Journalists themselves also weighed in. From England, there was this from David Quinn, columnist for the Sunday Times of London: "In logic, mutually contradictory claims cannot all be true at the same time. The irony is that the relativists are as keen to win converts as the most evangelical Protestant. They want all religions to agree with them that there is no such thing as ‘the truth’." And from Canada, the Ottawa Citizen wondered, "why stop the presses on hearing that all non-Catholics are non-Catholic?" Describing himself as a "son of the Reformation," Arizona Republic editorial columnist Robert Robb wrote that the declaration "bothers me not a whit… Ecumenism and living in a religiously pluralistic society do not require denying the existence or importance of doctrinal disagreements."

In a Tampa Tribune op-ed, Robert N. Lynch, bishop of the Diocese of St. Petersburg, noted, "Heads of other faiths have never asked and do not expect me to ‘give away the store’ in order to seek avenues of mutual cooperation." This is the sort of ecumenism that many evangelicals have warmed to during the papacy of John Paul II.

Clark Morphew, religion writer for the St. Paul Pioneer Press, was also on this wavelength. He argued that the only really successful ecumenism is that which is practical and local. "If people expect some kind of ironclad unity to emerge from ecumenical dialogues, we should all take some truth serum and try to grasp a bit of reality… The idea of creating a massive, wiggly, gelatin-style religion, wobbling this way and that, should not appeal to us." Commenting on Jewish-Christian relations, the Philadelphia Inquirer’s Jane Eisner wrote, "Religion is about absolute beliefs and time-tested ways of living; if they were easily surrendered or compromised, what would they be worth? Besides, this isn’t about making the relationship perfect; it’s about finding a new way to show respect for another’s beliefs and traditions without fear of coercion or assimilation."

And so it went. The controversy over Dominus Iesus was a story that played out largely at the level of official statements, op-eds, and journalistic commentaries. But in many local contexts in the United States, there appeared to be a pragmatic spirit of cooperation among religious groups that was remarkably unperturbed by the philosophical dogfight going on overhead.

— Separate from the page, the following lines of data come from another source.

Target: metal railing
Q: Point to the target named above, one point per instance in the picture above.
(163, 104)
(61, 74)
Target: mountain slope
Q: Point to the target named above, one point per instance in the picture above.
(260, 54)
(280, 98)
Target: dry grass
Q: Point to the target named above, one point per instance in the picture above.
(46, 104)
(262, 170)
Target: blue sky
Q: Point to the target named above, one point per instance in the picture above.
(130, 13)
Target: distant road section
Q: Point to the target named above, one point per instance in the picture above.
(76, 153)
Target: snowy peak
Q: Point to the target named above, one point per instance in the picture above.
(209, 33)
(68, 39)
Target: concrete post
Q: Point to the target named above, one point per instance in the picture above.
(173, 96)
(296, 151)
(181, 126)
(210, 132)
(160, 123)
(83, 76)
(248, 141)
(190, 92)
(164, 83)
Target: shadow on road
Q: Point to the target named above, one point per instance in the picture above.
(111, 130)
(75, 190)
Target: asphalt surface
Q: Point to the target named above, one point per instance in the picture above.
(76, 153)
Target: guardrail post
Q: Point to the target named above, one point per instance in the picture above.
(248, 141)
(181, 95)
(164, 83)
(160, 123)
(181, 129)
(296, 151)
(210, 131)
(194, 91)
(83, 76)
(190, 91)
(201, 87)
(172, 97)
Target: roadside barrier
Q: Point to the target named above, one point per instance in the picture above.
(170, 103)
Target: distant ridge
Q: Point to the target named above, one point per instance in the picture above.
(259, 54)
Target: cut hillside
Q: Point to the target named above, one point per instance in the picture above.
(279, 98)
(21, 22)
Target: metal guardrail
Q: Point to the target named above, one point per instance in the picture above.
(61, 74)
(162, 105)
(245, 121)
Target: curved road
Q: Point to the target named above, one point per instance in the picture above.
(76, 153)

Several religion reporters produced stories on the reaction of local religious groups already engaged in cooperative relationships. "We have grassroots ecumenism, not theological ecumenism. There’s a big difference," a local Catholic leader explained to Robin Cuneo of the Times-News (Erie, Pa.). And Bruce Nolan’s reporting for the Times-Picayune suggested that even mainline and evangelical Protestants could join in a collective shrug. Dominus Iesus was "barely a ripple in the ecumenical stream," the Episcopal leader of the Louisiana Interchurch Conference told Nolan. Likewise, the head of the Louisiana Baptist Convention said, "I’m not going to let it affect my relationship with Bishop Hughes [Catholic Bishop of Baton Rouge]. There are too many things we have to work together on."